The last 12 hours have been filled with uncertainty and anticipation. They have also reminded me of a very important life lesson (AGAIN) in perspective.
Yesterday afternoon, K started complaining that her head and her forehead were hurting. She cried and whined about the pain off and on all afternoon despite regular doses of Tylenol. Around 2am she woke up screaming that her head was hurting. I knew innately that it was not normal for 3 year olds to have painful headaches, especially ones that wake them from deep sleep.

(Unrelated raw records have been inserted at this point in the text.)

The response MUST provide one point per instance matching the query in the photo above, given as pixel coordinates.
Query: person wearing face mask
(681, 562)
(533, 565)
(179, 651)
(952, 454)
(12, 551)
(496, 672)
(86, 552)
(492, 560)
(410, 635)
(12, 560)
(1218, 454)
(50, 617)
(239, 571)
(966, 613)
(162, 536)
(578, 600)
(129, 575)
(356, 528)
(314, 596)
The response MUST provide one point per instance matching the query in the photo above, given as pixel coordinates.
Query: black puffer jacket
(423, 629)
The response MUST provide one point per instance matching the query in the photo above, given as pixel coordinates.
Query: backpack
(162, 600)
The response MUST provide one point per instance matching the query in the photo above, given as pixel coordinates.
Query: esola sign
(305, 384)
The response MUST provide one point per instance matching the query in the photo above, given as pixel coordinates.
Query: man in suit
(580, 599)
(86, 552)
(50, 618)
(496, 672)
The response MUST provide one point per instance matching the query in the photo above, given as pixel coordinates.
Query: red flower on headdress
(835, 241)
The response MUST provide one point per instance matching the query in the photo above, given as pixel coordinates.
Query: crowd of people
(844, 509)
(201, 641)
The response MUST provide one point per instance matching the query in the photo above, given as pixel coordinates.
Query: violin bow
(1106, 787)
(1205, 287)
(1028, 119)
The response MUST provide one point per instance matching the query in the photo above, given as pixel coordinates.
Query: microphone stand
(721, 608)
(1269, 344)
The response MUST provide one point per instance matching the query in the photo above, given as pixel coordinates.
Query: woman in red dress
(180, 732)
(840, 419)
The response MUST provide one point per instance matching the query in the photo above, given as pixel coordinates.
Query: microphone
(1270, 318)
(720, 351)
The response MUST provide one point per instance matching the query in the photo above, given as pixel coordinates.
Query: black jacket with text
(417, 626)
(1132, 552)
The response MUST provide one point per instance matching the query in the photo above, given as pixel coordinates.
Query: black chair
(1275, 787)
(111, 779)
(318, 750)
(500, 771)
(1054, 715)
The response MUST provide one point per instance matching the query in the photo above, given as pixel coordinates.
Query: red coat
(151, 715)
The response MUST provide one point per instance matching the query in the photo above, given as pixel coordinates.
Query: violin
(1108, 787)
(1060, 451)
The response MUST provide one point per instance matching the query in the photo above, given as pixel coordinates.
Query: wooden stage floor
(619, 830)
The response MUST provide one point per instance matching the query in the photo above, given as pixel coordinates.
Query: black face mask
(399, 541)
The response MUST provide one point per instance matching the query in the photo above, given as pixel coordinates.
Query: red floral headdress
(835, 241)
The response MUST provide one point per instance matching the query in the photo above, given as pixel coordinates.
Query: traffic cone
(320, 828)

This morning we went to see our pediatrician who ordered a contrast CT scan. Although I knew they were hoping to rule out a tumor, it was still frightening and incredibly disturbing to be carrying a form that said "please rule out intracranial mass" in one hand and my sweet daughter's hand in the other.
Thankfully, the test was performed at the hospital my husband was working at today, so he was able to join us for the procedure. K was a champ and the test came back clear. She is no longer complaining of head aches, so it appears we have dodged a ball for now.
But those hours of not knowing were an incredible reminder to me of how life can change in an instant. I should know this by now.
Show me, O LORD, my life's end and the number of my days;
let me know how fleeting is my life.
You have made my days a mere handbreadth; the span of my years is as nothing before you.
Each man's life is but a breath. Selah
Man is a mere phantom as he goes to and fro:
He bustles about, but only in vain; he heaps up wealth, not knowing who will get it.
But now, Lord, what do I look for?
My hope is in you.
Psalm 39:4-7 NIV
We do not control our own destiny. We do not control our children's destiny. Only God in Heaven knows what the next hour will look like in any of our lives. A cry in the middle of the night, a phone call, a diagnosis...there are so many variables. Mere seconds, simple words can change the course of our life. But our circumstances do not change WHO God is.
Jesus Christ is the same yesterday and today and forever. Hebrews 13:8
Honestly, I was scared today. I was afraid that God was about to call on us to walk a road that would be difficult and painful. I am so glad He spared us this test today, but know it may come soon in some other form. Some of you are in the midst of your own tests and trials now.
Meanwhile, we rejoice in our health. We are grateful for a good report. We rest up and train up for whatever battle life may have for us next.